Jeddah station daily precipitation (mm) from 1984 to 2013. The x axis displays the last two digits of the year. The trend of the 30-yr period is +0.51 mm yr−1.

Citation: Journal of Applied Meteorology and Climatology 59, 5; 10.1175/JAMC-D-19-0257.1

Different from other desert cities, for example, Phoenix, Arizona, where North American monsoon precipitation in the summer plays an important role (Georgescu et al. 2008, 2009), the majority of Jeddah’s heavy precipitation is produced by MCSs in the winter propagating to the city at night to the early morning. The physical process that enhances precipitation in the city area and reduce rainfall outside of the city is a heat-island effect that leads to a deeper boundary layer, stronger baroclinicity, and a more unstable atmosphere inside the city.

4. Discussion and conclusions

Numerical simulations and flux tower observation studies have suggested that the daytime cooling of the urban area (oasis effect) relative to the surrounding desert is due to increased heat storage in the urban fabric rather than changes in latent heat fluxes (Chow et al. 2014; Georgescu et al. 2011; Grossman-Clarke et al. 2010). The very substantial heat storage fluxes in the urban core are caused by a reduced albedo and increase in the surface area from complex urban structures. During nighttime, this stored heat is released, and therefore cities in arid environments, including Jeddah, are characterized by relatively large urban heat-island effects and increased planetary boundary layer height.

Ten heavy rainfall events associated with similar synoptic/mesoscale features related to a cold midlatitude upper-level trough, a stationary Arabian anticyclone, low-level convergence, and deep moist convection are analyzed to study the impact of urbanization on the Jeddah city rainfall. Simulations from the URBAN and DESERT experiments for all 10 heavy rainfall events suggested an enhancement in precipitation of about 26%, on average, inside the city area in the URBAN experiment. Observations from different gridded rainfall datasets also indicated an increase in the intensity of heavy rainfall events over Jeddah in recent years. One of the extreme weather events from the 10-event set that occurred on 25 November 2009 is analyzed in detail to assess how urbanization affects thunderstorms.

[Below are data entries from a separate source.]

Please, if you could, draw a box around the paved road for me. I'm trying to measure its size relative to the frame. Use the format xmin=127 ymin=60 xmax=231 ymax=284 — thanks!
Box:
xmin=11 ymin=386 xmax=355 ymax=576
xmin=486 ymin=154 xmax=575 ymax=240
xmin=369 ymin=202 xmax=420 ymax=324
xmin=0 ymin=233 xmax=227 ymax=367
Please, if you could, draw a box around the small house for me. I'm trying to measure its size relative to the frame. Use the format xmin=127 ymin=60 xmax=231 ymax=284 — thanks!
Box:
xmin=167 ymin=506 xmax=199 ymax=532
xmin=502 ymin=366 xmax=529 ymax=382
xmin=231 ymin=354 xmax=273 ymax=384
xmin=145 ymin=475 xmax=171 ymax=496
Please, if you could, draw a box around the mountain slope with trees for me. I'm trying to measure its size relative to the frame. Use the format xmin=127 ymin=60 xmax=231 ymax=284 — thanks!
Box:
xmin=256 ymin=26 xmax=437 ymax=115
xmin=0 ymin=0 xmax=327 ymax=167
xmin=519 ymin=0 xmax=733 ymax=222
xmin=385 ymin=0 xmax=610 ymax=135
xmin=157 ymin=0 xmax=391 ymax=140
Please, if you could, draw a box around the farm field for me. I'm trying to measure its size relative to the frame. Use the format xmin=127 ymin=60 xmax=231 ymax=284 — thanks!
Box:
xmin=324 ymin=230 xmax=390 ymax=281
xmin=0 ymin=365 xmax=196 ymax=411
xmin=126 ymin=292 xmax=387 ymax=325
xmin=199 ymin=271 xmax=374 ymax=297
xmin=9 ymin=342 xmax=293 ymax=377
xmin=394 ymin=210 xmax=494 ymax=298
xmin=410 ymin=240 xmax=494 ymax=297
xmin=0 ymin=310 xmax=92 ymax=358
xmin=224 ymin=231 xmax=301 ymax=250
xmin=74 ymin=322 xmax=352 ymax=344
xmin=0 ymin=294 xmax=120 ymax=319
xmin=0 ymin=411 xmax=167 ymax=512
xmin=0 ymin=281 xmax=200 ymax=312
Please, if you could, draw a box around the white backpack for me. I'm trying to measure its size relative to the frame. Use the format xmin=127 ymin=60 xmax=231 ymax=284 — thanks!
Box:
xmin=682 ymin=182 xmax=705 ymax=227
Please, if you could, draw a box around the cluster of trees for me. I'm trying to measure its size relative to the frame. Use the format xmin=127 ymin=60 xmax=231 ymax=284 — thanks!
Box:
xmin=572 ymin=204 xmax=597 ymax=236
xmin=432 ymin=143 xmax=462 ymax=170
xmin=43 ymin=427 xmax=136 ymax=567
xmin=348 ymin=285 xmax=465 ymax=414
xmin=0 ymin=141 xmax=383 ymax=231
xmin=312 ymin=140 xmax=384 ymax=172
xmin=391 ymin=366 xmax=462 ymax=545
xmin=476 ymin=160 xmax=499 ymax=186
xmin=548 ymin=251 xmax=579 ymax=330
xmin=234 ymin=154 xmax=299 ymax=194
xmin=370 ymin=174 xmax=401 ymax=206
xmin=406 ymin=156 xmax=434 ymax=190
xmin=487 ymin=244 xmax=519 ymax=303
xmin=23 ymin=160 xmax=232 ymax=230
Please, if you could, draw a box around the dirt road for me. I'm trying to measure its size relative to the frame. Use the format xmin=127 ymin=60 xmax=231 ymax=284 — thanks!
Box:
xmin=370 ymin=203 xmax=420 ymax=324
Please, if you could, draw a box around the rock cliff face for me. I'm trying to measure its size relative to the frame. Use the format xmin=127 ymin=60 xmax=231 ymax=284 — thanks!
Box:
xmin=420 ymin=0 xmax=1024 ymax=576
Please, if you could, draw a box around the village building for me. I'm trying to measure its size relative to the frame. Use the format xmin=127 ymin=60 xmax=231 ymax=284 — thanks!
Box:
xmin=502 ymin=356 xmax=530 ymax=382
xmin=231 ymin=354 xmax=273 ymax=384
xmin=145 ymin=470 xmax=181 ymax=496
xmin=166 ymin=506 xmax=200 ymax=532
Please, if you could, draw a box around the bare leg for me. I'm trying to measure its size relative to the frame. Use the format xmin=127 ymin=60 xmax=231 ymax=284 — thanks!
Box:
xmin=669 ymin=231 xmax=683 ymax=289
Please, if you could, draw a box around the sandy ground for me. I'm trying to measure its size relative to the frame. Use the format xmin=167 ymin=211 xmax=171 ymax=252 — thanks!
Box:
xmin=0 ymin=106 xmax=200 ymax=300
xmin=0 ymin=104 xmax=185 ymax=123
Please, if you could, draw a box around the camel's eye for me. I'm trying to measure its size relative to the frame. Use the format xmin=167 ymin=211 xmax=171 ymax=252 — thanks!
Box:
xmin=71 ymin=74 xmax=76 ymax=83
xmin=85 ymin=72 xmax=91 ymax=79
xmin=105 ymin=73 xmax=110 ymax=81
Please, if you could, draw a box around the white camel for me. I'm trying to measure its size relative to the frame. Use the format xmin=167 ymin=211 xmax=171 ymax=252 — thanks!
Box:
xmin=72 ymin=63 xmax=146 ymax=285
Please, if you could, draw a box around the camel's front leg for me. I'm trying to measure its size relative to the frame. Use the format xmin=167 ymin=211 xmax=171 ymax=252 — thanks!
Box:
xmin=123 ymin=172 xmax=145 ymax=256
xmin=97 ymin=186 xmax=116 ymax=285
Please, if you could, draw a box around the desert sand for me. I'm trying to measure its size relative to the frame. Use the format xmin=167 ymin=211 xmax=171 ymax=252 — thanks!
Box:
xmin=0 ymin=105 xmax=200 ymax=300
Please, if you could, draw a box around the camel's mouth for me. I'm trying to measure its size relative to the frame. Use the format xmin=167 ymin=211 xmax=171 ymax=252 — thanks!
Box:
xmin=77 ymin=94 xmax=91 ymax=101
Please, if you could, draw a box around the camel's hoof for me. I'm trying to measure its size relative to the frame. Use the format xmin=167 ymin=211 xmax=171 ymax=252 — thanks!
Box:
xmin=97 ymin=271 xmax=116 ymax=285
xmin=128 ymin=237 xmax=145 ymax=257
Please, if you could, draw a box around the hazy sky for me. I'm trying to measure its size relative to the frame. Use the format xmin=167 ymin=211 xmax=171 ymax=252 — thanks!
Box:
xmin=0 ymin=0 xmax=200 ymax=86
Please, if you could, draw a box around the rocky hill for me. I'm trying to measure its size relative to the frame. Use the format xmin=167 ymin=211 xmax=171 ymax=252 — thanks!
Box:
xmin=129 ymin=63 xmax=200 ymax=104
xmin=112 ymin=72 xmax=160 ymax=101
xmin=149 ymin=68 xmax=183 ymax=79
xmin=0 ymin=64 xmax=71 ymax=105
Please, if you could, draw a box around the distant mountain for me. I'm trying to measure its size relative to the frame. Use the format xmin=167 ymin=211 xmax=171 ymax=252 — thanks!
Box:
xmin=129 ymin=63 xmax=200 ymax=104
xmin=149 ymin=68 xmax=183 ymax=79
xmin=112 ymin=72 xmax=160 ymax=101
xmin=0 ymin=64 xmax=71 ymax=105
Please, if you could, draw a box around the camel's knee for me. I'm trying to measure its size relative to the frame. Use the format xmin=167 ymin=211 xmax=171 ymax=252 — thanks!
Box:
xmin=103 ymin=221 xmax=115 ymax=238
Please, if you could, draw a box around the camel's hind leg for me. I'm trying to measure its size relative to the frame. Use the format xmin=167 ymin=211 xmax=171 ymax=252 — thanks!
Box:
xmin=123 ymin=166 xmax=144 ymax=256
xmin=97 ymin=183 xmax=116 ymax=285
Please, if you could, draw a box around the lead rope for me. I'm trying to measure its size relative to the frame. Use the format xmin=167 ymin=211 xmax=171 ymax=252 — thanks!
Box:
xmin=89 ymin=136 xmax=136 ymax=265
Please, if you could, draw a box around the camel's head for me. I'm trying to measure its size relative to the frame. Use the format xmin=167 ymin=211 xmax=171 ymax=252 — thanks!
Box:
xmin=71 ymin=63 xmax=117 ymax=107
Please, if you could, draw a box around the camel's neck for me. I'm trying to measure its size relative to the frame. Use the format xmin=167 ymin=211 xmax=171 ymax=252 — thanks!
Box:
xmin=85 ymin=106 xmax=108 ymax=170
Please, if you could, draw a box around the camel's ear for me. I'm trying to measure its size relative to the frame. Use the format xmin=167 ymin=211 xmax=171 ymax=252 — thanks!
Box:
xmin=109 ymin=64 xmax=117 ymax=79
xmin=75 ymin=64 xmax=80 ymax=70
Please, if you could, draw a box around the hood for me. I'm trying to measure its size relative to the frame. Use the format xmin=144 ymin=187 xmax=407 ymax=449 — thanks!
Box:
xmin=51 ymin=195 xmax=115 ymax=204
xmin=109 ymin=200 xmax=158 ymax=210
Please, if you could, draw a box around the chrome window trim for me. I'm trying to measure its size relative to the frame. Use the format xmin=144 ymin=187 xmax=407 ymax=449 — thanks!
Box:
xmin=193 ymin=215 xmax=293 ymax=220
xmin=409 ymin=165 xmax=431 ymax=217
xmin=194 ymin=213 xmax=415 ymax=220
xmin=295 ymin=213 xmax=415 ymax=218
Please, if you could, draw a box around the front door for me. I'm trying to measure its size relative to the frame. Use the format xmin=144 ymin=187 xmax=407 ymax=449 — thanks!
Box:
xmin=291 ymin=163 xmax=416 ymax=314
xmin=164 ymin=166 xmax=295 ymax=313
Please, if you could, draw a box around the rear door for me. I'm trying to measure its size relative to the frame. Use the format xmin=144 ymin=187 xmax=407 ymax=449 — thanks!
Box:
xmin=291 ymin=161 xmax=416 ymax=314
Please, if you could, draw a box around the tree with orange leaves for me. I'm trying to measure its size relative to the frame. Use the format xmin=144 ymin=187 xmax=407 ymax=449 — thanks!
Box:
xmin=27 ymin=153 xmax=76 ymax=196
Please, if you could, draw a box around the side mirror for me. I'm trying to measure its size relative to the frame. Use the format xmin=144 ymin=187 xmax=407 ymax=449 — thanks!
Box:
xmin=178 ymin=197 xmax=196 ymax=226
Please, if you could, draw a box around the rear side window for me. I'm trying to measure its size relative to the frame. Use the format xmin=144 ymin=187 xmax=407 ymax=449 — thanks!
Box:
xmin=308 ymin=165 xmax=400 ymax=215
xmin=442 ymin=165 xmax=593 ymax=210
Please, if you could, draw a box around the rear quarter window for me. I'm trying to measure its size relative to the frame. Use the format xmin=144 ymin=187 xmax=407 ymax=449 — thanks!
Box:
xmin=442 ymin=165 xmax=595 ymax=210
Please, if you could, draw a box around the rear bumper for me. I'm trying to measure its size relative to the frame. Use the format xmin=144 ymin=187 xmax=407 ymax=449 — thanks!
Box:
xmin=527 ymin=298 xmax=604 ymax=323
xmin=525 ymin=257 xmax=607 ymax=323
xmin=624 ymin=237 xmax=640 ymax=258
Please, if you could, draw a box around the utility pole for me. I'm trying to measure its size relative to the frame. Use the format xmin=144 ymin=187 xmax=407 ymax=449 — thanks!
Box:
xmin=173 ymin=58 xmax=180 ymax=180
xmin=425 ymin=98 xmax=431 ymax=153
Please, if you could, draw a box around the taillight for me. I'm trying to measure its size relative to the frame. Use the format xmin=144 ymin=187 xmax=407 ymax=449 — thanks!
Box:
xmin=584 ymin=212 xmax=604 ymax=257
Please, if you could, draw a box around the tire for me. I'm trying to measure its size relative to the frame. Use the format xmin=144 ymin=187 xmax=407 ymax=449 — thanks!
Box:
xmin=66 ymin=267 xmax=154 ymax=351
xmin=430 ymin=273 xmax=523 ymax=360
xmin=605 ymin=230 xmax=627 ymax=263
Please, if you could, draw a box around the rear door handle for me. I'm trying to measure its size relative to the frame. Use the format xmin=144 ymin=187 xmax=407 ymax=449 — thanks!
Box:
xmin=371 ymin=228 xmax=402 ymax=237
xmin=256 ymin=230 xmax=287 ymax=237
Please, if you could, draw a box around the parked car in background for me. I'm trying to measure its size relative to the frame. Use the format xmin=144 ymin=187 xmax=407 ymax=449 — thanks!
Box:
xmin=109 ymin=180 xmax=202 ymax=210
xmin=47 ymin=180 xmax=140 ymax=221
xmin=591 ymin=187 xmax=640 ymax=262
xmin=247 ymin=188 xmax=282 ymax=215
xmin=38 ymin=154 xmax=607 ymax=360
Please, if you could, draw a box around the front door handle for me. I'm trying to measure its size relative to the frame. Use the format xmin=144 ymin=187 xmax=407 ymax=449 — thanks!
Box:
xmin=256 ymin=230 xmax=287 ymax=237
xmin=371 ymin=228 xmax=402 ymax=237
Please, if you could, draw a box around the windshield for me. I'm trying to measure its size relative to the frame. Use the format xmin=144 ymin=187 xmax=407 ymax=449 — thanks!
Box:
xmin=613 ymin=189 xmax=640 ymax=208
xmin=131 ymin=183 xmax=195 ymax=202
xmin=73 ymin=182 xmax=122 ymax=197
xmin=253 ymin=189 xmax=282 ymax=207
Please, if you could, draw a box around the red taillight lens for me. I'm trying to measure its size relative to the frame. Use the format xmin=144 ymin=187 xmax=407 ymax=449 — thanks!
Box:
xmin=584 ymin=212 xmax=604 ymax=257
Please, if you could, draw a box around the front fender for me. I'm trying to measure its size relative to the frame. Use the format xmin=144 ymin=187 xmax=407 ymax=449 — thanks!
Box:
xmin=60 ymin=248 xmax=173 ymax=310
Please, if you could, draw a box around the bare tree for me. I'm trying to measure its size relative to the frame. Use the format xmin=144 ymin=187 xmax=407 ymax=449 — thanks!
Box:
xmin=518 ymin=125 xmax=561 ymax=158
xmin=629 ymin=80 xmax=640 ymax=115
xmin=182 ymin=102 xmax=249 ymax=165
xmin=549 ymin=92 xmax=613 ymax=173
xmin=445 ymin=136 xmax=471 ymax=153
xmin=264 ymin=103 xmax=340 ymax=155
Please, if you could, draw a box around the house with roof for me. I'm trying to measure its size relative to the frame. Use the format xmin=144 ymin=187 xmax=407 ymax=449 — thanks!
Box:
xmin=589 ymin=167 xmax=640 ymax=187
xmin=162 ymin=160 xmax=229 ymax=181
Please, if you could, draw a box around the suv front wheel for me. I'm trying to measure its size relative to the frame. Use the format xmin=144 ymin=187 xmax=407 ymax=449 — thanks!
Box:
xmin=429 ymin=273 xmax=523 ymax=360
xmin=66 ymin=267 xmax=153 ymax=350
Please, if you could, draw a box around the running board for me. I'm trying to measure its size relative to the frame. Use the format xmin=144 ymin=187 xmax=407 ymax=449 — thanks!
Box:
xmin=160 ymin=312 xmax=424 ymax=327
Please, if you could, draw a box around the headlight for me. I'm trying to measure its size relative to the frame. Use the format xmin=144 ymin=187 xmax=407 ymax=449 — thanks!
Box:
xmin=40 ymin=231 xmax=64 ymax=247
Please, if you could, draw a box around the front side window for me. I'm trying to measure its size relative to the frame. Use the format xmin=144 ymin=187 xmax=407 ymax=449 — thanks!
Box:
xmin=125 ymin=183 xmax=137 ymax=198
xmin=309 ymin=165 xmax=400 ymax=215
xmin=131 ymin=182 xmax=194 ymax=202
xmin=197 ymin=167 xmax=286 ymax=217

An urban canopy model was used within WRF to explicitly account for urban surfaces. Two 30-h convection-permitting simulations were performed per each event: an URBAN experiment used the UCM, and a DESERT experiment removed the city and replaced it with its natural desert land surface cover. Changes in the simulations related to precipitation pattern, thunderstorm progress, heat fluxes, depth of the boundary layer, cyclogenesis dynamics, and moisture fluxes were analyzed. Our primary conclusion from the model sensitivity experiments is that the urban area of the city of Jeddah exhibits a nocturnal heat-island effect that leads to a deeper boundary layer, stronger baroclinicity, and a more unstable atmosphere. These factors have favored convective activities, initiating the development of thunderstorms and increasing urban rainfall. Relative to the direction of the upper-level flow, rainfall decreases immediately downwind of the city to the southeast. The enhancement of rainfall by urbanization is concurrent with an active Red Sea trough weather phenomenon that produces heavy rainfall in the winter.

An unsettled question was not addressed in this study: which specific components of the UCM physics are most critical for explaining the model-simulated differences in precipitation? Additional model experiments to investigate the sensitivity of the model to the individual UCM physical components are therefore needed to further assess this urbanization effect in the coastal city of Jeddah.

Acknowledgments

This work was funded by King Abdullah University of Science and Technology (KAUST) under the Virtual Red Sea Initiative Grant REP/1/3268-01-01. The research made use of the Supercomputing Core Laboratory resources at KAUST. Parts of the material in sections 1 and 2 first appeared in appendix B of chapter 2 from (Luong 2015) and are repeated here for the readers’ information.